Cornerstone Care, Inc. and Centerville Clinics, Inc. serve over 60,000 patients in Washington, Fayette, Greene, and Allegheny counties. Fayette and Greene Counties are two of the most economically challenged counties in the commonwealth. Community health centers serve all patients, regardless of their ability to pay. Patients face multiple barriers to accessing primary and preventative care on a timely basis, including transportation problems, lack of resources, lack of child care, lack of trust, inadequate health insurance or none at all, lack of access to information, and other reasons.

Community health centers are the largest network of primary health care providers in Pennsylvania. Cornerstone Care, Inc. and Centerville Clinics, Inc. provide a comprehensive array of care, including family medicine, pediatrics, dentistry, psychiatry, counseling, laboratory, pharmacy, optometry, and other specialty services at 27 locations in the region, as well as mobile services. A combined workforce of nearly 500 professional and support staff lives in our communities. Most of the doctors, dentists, counselors, and others would not be practicing in the region if not for these community health centers.

Both Cornerstone Care and Centerville Clinics are governed by volunteer boards, most of whose members are patients, and all of whom are from the communities where services are provided. They provide critical connections for prioritizing the needs of our communities. Both organizations partner extensively with public schools and community organizations to focus needed resources.

Gov. Josh Shapiro is rightly concerned about medical debt. Community health centers help to prevent debt by facilitating access to care early and preventing more costly problems. Moreover, the Congressional Budget Office has determined that community health centers relieve the public’s burden by saving at least $24 billion annually in other health care costs. The combined contribution to those savings by Centerville Clinics and Cornerstone Care is estimated to be between $55 and $80 million.

The profile of Pennsylvanians who receive care at community health centers includes:

88.35% are at or below 200% of the Federal poverty level.

13.06% are uninsured – a number expected to grow due to resumption of pre-pandemic Medicaid rules and resulting loss of coverage.

48.57% are Medicaid- or CHIP-insured.

2.86% are homeless.

However, community health centers across Pennsylvania are struggling with narrowing margins and increased costs throughout their organizations. They must cover the costs of caring for the uninsured, often inadequate Medicaid reimbursement, and the costs of necessary but unreimbursed services to help the patients they serve get well and stay well and not require higher cost emergency room or hospital care. Covering the costs of care and ensuring access to care have become even more challenging because of increases in the price of goods, services, and workforce, as well as diminished revenue from other funding sources that were created to help safety net organizations like community health centers to stretch scarce resources.

For the first time, Pennsylvania’s community health centers are asking for help from Shapiro and the Legislature in the 2024-25 state budget to assist in covering the costs of providing care to uninsured Pennsylvanians and to assist in covering additional unfunded costs, such as community health workers, transportation, care coordination, technology costs, and more. Pennsylvania, along with only three other states, does not financially support this critical safety net and we can no longer carry this burden alone.
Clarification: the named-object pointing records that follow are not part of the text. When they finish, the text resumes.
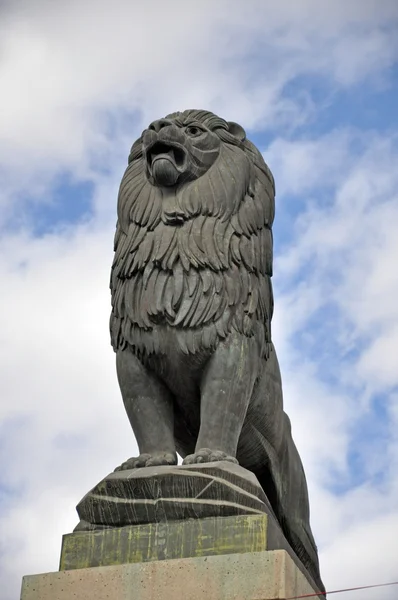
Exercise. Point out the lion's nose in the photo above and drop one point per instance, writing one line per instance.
(159, 124)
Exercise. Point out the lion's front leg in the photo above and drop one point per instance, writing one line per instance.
(226, 390)
(149, 407)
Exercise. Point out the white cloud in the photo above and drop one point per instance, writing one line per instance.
(78, 81)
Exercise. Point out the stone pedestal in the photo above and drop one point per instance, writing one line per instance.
(199, 532)
(251, 576)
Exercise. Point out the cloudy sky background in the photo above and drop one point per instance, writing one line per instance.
(315, 84)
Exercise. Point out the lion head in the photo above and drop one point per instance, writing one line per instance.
(193, 245)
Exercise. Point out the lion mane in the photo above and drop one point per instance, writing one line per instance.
(207, 274)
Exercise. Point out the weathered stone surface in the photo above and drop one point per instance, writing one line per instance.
(250, 576)
(165, 541)
(166, 493)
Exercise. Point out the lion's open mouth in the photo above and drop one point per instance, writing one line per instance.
(171, 152)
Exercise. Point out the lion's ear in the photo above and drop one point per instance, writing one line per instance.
(237, 131)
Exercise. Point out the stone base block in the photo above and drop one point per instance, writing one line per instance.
(170, 540)
(269, 575)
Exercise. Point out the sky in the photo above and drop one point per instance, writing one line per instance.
(315, 85)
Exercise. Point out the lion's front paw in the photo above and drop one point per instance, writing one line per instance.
(149, 460)
(207, 455)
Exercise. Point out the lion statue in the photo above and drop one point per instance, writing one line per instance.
(191, 314)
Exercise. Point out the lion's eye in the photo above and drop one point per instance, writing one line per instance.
(193, 130)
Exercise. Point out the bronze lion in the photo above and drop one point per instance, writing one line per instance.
(191, 311)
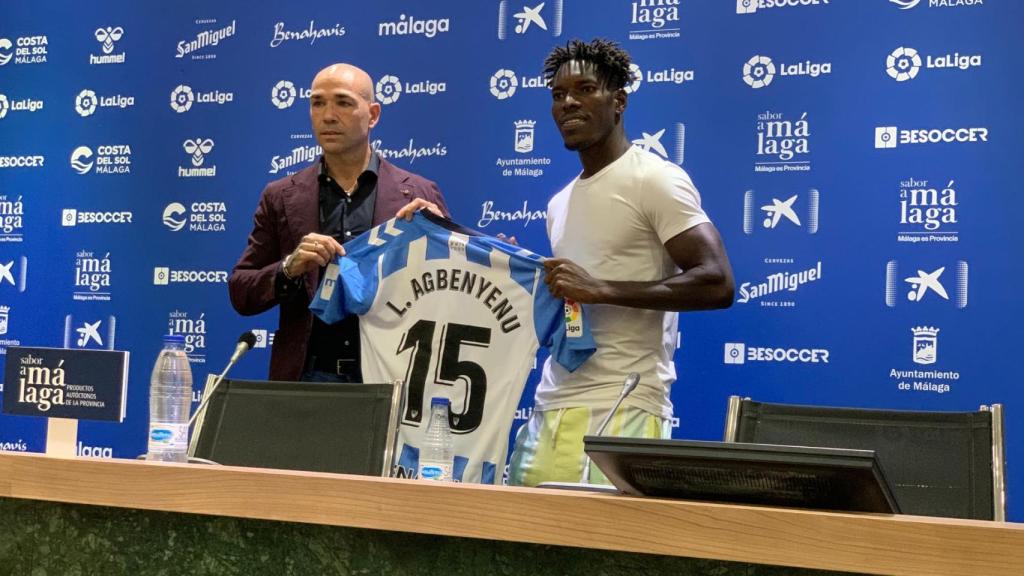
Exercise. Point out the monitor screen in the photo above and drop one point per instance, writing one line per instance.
(314, 426)
(737, 472)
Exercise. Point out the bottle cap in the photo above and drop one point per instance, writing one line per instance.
(174, 339)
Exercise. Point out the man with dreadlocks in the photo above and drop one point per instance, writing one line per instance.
(634, 247)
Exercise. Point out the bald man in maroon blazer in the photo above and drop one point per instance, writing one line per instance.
(303, 219)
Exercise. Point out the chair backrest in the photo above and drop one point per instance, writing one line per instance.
(939, 463)
(314, 426)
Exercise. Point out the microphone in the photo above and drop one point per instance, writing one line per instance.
(246, 341)
(630, 384)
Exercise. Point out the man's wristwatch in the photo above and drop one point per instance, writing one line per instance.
(284, 265)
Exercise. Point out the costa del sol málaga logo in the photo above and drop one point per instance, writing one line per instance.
(903, 64)
(759, 72)
(388, 89)
(283, 94)
(182, 98)
(503, 84)
(85, 103)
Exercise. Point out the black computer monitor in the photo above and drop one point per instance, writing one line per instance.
(756, 474)
(314, 426)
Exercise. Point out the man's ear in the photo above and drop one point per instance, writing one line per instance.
(375, 114)
(622, 99)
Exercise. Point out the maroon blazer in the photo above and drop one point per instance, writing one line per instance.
(288, 210)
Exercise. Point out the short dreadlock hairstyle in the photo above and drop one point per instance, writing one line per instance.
(612, 63)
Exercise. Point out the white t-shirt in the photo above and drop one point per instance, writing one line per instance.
(614, 224)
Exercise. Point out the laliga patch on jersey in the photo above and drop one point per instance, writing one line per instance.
(573, 319)
(458, 242)
(330, 279)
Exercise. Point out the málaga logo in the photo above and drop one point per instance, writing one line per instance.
(406, 26)
(109, 159)
(26, 49)
(926, 212)
(11, 218)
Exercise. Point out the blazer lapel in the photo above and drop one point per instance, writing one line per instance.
(392, 192)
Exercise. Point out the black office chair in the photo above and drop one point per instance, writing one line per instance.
(939, 463)
(313, 426)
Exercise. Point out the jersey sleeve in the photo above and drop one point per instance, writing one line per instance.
(671, 202)
(563, 328)
(350, 282)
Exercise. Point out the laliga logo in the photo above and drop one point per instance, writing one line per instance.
(388, 89)
(903, 64)
(79, 157)
(85, 103)
(108, 36)
(636, 77)
(172, 214)
(759, 72)
(283, 94)
(503, 84)
(197, 148)
(5, 45)
(182, 98)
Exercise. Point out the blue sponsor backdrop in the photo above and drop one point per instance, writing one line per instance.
(856, 156)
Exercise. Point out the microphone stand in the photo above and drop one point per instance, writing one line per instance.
(628, 386)
(200, 413)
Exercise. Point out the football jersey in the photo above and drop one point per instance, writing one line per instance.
(455, 314)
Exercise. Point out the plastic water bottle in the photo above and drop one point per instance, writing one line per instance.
(436, 454)
(170, 399)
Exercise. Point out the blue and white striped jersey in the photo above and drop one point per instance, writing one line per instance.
(452, 314)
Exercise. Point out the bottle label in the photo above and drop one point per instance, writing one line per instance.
(167, 437)
(435, 470)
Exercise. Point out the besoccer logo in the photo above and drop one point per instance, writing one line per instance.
(636, 77)
(108, 36)
(388, 89)
(903, 64)
(197, 149)
(85, 103)
(885, 136)
(173, 216)
(735, 353)
(79, 159)
(182, 98)
(5, 55)
(283, 94)
(503, 84)
(759, 72)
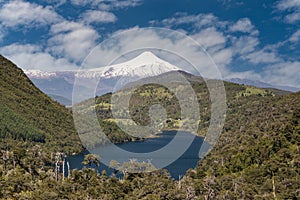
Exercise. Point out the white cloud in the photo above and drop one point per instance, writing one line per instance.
(292, 18)
(288, 4)
(95, 16)
(108, 4)
(15, 13)
(244, 44)
(197, 21)
(295, 37)
(293, 9)
(72, 40)
(243, 25)
(262, 56)
(30, 56)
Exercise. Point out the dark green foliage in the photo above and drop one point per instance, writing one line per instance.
(29, 115)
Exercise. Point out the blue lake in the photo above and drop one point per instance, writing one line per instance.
(141, 150)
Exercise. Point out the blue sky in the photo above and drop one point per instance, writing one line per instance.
(257, 40)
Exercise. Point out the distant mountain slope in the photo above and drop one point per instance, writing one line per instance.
(261, 84)
(30, 110)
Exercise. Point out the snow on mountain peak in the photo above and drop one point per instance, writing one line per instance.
(144, 65)
(34, 73)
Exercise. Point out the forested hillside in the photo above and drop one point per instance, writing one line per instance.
(28, 115)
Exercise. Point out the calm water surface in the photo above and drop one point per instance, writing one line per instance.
(187, 160)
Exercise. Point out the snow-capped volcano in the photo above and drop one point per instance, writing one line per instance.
(61, 83)
(145, 65)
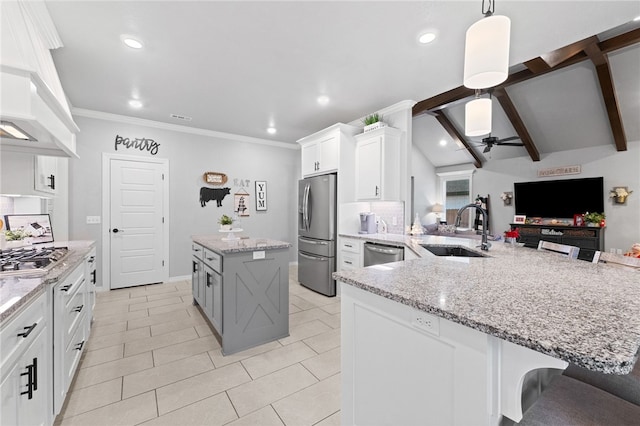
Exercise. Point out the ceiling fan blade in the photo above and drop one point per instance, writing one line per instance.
(510, 143)
(511, 138)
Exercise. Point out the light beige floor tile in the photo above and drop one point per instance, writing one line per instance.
(332, 420)
(301, 303)
(306, 316)
(324, 365)
(263, 417)
(151, 343)
(99, 356)
(93, 397)
(311, 404)
(184, 350)
(113, 369)
(143, 381)
(332, 321)
(118, 317)
(204, 330)
(325, 341)
(268, 362)
(100, 342)
(130, 411)
(273, 387)
(157, 319)
(176, 325)
(213, 411)
(155, 303)
(220, 360)
(303, 331)
(196, 388)
(332, 308)
(171, 308)
(116, 327)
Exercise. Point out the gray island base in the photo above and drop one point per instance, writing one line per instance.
(242, 287)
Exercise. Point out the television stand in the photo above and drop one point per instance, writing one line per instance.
(589, 239)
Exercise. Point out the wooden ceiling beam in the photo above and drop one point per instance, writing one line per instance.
(607, 88)
(457, 137)
(517, 123)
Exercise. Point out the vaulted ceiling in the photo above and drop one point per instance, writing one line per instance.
(586, 93)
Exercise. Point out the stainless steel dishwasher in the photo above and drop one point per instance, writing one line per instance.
(375, 254)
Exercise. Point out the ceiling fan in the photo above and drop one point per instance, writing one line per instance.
(490, 141)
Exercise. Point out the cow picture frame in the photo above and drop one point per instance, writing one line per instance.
(261, 195)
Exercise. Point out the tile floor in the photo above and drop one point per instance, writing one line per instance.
(153, 360)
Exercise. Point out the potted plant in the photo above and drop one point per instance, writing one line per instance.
(594, 219)
(225, 222)
(372, 122)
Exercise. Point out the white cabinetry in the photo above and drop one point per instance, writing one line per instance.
(325, 151)
(378, 164)
(46, 173)
(70, 332)
(25, 382)
(350, 253)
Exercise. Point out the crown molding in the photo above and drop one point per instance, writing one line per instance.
(81, 112)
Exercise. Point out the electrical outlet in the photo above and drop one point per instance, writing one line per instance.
(426, 322)
(93, 220)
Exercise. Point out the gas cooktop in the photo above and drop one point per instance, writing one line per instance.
(30, 260)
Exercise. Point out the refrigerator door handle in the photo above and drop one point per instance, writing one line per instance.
(306, 256)
(318, 243)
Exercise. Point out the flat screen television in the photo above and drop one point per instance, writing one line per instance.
(559, 198)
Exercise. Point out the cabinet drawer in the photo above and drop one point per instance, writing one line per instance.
(72, 354)
(197, 250)
(352, 246)
(22, 330)
(350, 261)
(213, 260)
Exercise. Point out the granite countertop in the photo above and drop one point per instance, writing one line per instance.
(577, 311)
(17, 291)
(215, 243)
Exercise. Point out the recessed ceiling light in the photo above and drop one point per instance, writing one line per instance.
(427, 38)
(132, 42)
According to a Matrix Global Advisors analysis, which quantifies the direct and indirect economic impact of community health centers in Pennsylvania, these centers supported more than 13,000 jobs, nearly $2.4 billion in economic output, and almost $980 million in labor income in 2021. The Federal Congressional Budget Office recently noted that “evidence suggests that such care leads to more cost effective care and ultimately to lower federal spending for the Medicaid and Medicare populations they serve; the use of health care provided by community health centers generally is associated with lower spending in emergency departments, in inpatient hospital settings, and for other outpatient services.”

Community health centers couldn’t do what they do – and collectively what they do is provide 3.6 million individual patient visits every year for health services – without all the great people who work in them and without the funding necessary to keep them open. Community health centers for more than 50 years have had bipartisan support at the federal level. We are counting on similar support in Pennsylvania because we know that health is the greatest wealth.

Rich Rinehart is the CEO of Cornerstone Care and the chair of the Pennsylvania Association of Community Health Centers.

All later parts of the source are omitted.